Opus Bank has agreed to pay $17 million to settle investors' claims that the bank and its executives misled them on the quality of its loans, causing its stock to drop by 21 percent, according to court documents filed in California federal court Tuesday.
In a motion for preliminary approval of a class action settlement, lead plaintiff Arkansas Public Employees Retirement System asked the court to preliminarily sign off on an all-cash settlement under which class counsel would receive up to 25 percent of the fund, or $4.25 million, for fees, as well as $100,000 to cover expenses. APERS argued that the deal is fair and adequate considering the risks involved with litigation.
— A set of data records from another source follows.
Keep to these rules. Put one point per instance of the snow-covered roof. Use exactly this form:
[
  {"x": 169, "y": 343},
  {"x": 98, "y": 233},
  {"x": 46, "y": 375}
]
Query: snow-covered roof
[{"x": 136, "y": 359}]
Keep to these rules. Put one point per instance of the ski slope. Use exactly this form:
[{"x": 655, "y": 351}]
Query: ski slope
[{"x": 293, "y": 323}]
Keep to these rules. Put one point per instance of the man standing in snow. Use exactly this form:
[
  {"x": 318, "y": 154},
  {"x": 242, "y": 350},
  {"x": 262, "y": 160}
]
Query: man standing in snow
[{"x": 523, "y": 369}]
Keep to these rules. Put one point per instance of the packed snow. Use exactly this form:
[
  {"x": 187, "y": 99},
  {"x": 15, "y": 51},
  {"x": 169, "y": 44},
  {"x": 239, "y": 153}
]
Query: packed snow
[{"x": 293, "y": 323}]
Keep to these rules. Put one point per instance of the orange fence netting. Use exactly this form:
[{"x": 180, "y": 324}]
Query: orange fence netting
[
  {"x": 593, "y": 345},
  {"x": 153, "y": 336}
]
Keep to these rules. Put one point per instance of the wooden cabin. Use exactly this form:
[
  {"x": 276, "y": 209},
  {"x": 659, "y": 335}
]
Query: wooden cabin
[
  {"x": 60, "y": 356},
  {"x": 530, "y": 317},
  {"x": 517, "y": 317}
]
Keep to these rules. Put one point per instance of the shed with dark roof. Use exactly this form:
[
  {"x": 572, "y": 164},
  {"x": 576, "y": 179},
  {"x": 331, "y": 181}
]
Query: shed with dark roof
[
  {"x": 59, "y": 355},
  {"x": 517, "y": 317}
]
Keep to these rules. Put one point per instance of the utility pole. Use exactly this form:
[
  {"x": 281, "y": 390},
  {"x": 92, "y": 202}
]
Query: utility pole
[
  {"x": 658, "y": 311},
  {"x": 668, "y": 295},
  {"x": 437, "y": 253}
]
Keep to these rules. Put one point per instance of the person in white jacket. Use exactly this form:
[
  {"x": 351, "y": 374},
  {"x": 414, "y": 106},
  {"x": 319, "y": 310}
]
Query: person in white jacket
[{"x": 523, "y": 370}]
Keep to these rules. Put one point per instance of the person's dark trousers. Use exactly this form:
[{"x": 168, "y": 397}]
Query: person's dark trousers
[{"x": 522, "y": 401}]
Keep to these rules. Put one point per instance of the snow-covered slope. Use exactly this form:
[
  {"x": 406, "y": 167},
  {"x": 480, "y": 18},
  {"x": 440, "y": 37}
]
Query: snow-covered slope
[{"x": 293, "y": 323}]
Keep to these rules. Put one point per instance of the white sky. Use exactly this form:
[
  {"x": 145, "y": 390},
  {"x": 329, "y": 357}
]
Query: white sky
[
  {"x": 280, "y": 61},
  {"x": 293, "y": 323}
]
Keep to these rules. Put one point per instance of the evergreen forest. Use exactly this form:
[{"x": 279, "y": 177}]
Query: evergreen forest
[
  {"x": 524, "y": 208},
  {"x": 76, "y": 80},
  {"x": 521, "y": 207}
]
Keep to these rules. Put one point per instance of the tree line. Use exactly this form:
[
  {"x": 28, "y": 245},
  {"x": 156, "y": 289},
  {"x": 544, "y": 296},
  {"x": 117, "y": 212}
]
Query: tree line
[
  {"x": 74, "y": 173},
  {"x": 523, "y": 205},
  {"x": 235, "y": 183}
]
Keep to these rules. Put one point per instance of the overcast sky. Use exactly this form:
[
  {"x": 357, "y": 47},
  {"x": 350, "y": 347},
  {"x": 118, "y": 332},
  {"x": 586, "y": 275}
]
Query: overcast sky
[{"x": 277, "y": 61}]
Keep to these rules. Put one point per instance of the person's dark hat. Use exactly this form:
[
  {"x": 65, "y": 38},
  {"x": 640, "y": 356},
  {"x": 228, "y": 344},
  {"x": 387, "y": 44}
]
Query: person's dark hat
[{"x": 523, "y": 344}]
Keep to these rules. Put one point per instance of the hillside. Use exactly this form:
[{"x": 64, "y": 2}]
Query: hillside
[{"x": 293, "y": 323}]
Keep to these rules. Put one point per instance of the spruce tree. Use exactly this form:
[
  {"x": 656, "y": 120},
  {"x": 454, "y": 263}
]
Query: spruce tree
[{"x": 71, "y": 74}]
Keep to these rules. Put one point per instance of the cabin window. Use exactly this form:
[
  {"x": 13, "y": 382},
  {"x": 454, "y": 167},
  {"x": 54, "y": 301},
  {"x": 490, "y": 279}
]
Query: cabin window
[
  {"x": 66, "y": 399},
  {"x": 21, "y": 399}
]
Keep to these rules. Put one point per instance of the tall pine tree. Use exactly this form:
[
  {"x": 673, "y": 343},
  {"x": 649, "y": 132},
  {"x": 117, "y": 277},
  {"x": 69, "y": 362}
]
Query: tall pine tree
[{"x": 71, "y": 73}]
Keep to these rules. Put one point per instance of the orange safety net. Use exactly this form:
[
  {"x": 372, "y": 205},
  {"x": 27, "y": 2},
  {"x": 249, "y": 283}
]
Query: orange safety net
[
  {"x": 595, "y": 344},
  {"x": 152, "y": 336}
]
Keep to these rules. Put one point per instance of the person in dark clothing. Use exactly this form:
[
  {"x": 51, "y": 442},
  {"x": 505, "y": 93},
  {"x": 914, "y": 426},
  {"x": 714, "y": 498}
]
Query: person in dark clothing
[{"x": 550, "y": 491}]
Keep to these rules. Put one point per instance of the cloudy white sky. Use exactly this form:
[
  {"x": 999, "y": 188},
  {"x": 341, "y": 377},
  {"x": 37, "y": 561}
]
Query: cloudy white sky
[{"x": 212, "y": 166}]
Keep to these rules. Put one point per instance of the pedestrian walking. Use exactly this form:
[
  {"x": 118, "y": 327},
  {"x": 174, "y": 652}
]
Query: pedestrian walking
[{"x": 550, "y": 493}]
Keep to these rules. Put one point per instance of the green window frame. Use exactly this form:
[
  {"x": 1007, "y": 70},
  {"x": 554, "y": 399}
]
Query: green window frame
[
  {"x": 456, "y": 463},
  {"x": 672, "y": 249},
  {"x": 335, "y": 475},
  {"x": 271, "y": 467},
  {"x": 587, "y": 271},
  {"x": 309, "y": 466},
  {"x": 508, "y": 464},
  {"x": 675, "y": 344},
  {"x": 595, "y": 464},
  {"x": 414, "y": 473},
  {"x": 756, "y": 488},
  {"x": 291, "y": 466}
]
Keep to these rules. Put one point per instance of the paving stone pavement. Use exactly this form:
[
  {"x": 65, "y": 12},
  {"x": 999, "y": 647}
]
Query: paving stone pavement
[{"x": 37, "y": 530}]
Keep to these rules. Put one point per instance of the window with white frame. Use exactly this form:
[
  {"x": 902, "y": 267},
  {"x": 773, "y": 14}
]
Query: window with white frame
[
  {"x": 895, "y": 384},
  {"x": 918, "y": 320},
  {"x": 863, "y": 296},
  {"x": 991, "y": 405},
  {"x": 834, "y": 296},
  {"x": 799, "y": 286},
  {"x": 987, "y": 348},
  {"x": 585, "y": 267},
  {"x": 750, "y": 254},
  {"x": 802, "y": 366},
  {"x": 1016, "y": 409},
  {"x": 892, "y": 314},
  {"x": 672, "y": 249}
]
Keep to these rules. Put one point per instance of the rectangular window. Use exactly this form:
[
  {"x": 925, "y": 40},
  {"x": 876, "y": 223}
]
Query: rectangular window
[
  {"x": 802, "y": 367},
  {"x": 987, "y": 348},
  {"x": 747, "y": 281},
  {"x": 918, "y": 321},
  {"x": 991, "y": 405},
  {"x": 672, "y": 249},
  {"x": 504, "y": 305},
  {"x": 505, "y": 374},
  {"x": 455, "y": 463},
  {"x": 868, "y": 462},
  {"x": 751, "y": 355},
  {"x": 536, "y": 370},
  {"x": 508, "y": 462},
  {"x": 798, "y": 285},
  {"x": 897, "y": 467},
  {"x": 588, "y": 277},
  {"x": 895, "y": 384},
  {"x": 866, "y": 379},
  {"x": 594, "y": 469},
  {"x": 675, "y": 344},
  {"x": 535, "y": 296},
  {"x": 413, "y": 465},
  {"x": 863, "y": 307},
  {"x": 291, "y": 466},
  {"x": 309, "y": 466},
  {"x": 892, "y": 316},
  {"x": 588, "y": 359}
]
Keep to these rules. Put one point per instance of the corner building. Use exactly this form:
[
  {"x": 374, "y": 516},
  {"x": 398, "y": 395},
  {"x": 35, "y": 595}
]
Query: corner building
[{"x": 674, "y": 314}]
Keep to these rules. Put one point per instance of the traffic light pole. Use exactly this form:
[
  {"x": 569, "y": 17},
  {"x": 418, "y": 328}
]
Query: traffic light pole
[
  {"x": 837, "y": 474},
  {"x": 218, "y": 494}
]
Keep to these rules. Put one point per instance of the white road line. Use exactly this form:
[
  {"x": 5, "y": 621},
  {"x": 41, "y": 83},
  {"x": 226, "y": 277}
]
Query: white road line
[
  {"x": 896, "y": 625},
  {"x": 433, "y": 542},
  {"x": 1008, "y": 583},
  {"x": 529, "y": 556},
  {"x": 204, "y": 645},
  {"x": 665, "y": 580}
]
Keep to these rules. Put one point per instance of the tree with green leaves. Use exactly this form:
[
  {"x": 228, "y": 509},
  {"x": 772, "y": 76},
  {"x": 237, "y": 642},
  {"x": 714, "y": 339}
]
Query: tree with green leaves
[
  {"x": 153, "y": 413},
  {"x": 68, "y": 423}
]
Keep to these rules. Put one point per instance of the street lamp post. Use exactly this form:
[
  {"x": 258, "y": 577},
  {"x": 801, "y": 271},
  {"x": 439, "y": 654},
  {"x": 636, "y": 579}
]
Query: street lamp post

"After considering all of the discovery, lead plaintiff concluded that the proposed settlement continues to be in the best interests of the class," the motion said.
If approved, the deal would resolve a putative class action initially launched in October 2016 by lead plaintiff Nancy Schwartz in the wake of the Irvine, California-based bank's announcement that loan charge-offs would impact its quarterly earnings. Within a day of the announcement, Opus' stock price fell 21 percent, or $7.25 per share, according to the complaint.
Investors' counsel Steven J. Toll of Cohen Milstein Sellers & Toll PLLC said in a statement they are very pleased with the proposed settlement. Toll's co-counsel at Cohen Milstein, Daniel S. Sommers, added that the proposed deal is an excellent recovery for investors who were injured due to their investments in Opus.